Yotsutsuji Sunao, Lei Miaomei, Akama Hiroyuki
School of Life Science and Technology, Tokyo Institute of Technology, Tokyo, Japan.
Ex-Graduate School of Science and Technology, Tokyo Institute of Technology, Tokyo, Japan.
Front Neuroinform. 2021 Feb 12;15:577451. doi: 10.3389/fninf.2021.577451. eCollection 2021.
Recently, several deep learning methods have been applied to decoding in task-related fMRI, and their advantages have been exploited in a variety of ways. However, this paradigm is sometimes problematic, due to the difficulty of applying deep learning to high-dimensional data and small sample size conditions. The difficulties in gathering a large amount of data to develop predictive machine learning models with multiple layers from fMRI experiments with complicated designs and tasks are well-recognized. Group-level, multi-voxel pattern analysis with small sample sizes results in low statistical power and large accuracy evaluation errors; failure in such instances is ascribed to the individual variability that risks information leakage, a particular issue when dealing with a limited number of subjects. In this study, using a small-size fMRI dataset evaluating bilingual language switch in a property generation task, we evaluated the relative fit of different deep learning models, incorporating moderate split methods to control the amount of information leakage. Our results indicated that using the session shuffle split as the data folding method, along with the multichannel 2D convolutional neural network (M2DCNN) classifier, recorded the best authentic classification accuracy, which outperformed the efficiency of 3D convolutional neural network (3DCNN). In this manuscript, we discuss the tolerability of within-subject or within-session information leakage, of which the impact is generally considered small but complex and essentially unknown; this requires clarification in future studies.

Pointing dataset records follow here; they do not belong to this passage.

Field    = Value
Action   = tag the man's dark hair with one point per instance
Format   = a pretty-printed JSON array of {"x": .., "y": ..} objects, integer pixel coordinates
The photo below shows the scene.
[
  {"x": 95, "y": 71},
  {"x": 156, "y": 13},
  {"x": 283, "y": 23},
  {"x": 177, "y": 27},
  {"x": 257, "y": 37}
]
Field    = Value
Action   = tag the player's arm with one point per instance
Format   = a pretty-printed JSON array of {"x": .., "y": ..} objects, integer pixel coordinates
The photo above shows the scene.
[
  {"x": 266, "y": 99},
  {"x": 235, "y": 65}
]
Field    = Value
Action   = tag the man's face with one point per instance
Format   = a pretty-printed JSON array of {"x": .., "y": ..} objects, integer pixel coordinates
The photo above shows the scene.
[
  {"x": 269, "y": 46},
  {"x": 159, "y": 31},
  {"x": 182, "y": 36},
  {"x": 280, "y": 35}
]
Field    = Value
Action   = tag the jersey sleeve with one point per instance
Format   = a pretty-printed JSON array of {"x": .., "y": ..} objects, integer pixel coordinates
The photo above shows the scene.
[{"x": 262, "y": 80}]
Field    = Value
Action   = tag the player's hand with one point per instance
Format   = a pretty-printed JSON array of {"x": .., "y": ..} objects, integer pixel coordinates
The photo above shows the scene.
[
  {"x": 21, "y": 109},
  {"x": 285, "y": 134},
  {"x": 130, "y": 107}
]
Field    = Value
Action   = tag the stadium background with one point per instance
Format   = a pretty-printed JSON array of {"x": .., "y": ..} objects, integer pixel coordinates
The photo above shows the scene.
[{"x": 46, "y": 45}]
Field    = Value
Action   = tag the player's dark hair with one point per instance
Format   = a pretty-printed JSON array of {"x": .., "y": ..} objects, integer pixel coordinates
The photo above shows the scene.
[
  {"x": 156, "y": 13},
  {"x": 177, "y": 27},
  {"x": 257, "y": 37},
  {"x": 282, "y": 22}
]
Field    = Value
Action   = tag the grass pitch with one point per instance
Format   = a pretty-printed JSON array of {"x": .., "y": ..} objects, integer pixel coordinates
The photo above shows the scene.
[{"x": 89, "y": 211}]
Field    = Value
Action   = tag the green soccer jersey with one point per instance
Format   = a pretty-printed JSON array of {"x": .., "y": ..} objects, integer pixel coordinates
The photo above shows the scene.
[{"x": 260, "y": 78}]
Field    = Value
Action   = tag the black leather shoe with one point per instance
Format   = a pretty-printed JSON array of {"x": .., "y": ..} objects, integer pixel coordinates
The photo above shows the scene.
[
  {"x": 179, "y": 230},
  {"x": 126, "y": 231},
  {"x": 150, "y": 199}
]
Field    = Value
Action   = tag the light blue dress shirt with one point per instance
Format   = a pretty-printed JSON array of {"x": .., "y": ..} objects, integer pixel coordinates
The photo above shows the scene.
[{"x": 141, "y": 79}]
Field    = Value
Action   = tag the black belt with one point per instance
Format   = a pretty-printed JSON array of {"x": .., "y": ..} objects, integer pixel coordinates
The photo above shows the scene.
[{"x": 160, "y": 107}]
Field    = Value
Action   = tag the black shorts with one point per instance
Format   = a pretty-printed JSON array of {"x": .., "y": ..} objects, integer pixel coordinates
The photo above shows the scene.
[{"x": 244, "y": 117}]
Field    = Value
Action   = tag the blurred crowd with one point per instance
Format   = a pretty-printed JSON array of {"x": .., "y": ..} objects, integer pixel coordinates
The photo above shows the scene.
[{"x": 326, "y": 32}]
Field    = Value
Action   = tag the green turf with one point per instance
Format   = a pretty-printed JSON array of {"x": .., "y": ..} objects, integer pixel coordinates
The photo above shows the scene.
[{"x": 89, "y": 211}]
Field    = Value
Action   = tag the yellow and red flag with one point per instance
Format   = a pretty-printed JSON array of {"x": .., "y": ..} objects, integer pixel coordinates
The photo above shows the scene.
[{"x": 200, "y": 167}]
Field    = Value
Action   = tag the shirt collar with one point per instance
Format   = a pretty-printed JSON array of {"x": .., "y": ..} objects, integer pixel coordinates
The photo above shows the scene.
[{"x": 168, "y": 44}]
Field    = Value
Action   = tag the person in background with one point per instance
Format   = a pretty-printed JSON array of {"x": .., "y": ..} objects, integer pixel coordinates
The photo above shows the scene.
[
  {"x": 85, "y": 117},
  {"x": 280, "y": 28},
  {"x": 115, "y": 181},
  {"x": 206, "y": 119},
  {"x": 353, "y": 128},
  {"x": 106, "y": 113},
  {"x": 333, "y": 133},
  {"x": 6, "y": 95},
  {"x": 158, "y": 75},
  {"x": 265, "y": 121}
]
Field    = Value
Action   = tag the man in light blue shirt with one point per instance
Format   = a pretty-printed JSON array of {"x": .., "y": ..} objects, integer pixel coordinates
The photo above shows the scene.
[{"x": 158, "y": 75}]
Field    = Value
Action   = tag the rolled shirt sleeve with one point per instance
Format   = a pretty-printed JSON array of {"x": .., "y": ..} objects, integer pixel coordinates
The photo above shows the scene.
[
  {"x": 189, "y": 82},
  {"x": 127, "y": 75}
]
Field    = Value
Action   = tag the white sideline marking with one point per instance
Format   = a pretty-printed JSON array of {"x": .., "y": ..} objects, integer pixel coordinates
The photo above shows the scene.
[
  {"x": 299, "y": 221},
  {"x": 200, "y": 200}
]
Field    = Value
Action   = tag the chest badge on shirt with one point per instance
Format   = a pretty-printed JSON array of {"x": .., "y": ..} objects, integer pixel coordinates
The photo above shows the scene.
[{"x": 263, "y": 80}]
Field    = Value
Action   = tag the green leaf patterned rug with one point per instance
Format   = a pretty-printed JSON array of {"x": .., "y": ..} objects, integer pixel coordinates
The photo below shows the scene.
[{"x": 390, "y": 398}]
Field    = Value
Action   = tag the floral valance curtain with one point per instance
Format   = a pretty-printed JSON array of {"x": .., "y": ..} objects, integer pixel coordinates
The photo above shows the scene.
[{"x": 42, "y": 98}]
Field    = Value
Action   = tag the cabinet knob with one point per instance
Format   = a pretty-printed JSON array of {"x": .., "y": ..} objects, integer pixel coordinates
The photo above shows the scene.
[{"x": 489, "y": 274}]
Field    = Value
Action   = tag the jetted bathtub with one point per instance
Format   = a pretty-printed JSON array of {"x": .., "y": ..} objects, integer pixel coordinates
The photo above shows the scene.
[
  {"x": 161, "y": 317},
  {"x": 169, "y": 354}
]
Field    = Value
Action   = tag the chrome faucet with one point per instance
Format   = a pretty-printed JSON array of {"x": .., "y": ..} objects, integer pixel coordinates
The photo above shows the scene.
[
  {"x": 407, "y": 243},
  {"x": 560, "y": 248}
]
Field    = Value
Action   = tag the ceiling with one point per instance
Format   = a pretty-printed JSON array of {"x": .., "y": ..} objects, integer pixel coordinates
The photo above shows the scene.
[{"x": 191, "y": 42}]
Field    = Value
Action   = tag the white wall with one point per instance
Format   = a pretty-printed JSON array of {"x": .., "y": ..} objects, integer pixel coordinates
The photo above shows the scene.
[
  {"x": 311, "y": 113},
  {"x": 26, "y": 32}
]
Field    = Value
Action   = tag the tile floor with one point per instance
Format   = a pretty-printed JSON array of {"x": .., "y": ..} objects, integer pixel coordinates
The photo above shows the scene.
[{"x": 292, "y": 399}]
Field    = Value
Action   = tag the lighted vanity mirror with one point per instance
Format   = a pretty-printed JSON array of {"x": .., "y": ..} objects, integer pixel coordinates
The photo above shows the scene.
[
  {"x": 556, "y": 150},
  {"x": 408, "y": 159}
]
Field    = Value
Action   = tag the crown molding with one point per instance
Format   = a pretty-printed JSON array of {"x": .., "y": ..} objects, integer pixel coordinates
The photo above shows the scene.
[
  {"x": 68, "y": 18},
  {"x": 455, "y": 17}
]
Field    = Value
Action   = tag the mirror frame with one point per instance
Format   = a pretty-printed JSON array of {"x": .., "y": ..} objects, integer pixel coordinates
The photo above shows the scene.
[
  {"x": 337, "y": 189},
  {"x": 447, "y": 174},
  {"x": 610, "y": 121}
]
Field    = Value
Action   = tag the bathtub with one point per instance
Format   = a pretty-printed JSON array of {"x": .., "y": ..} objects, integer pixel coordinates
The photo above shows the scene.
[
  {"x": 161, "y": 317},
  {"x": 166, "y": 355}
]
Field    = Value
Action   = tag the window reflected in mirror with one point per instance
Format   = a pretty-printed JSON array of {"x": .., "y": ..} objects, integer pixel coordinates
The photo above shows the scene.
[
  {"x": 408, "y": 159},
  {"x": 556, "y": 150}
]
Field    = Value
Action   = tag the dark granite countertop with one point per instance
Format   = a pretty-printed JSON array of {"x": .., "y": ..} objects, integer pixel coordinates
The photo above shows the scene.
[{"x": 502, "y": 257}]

最近,几种深度学习方法已被应用于与任务相关的功能磁共振成像(fMRI)解码,并且它们的优势已通过多种方式得到利用。然而,由于将深度学习应用于高维数据和小样本量条件存在困难,这种范式有时会出现问题。人们普遍认识到,从具有复杂设计和任务的fMRI实验中收集大量数据以开发多层预测机器学习模型存在困难。小样本量的组水平多体素模式分析会导致统计功效低和准确性评估误差大;在这种情况下的失败归因于个体变异性,这存在信息泄露风险,在处理有限数量的受试者时这是一个特别的问题。在本研究中,我们使用一个小型fMRI数据集评估属性生成任务中的双语语言切换,评估了不同深度学习模型的相对拟合度,并采用适度的分割方法来控制信息泄露量。我们的结果表明,使用会话洗牌分割作为数据折叠方法,结合多通道二维卷积神经网络(M2DCNN)分类器,记录了最佳的真实分类准确率,其性能优于三维卷积神经网络(3DCNN)。在本论文中,我们讨论了受试者内或会话内信息泄露的耐受性,其影响通常被认为较小但复杂且基本未知;这需要在未来的研究中加以阐明。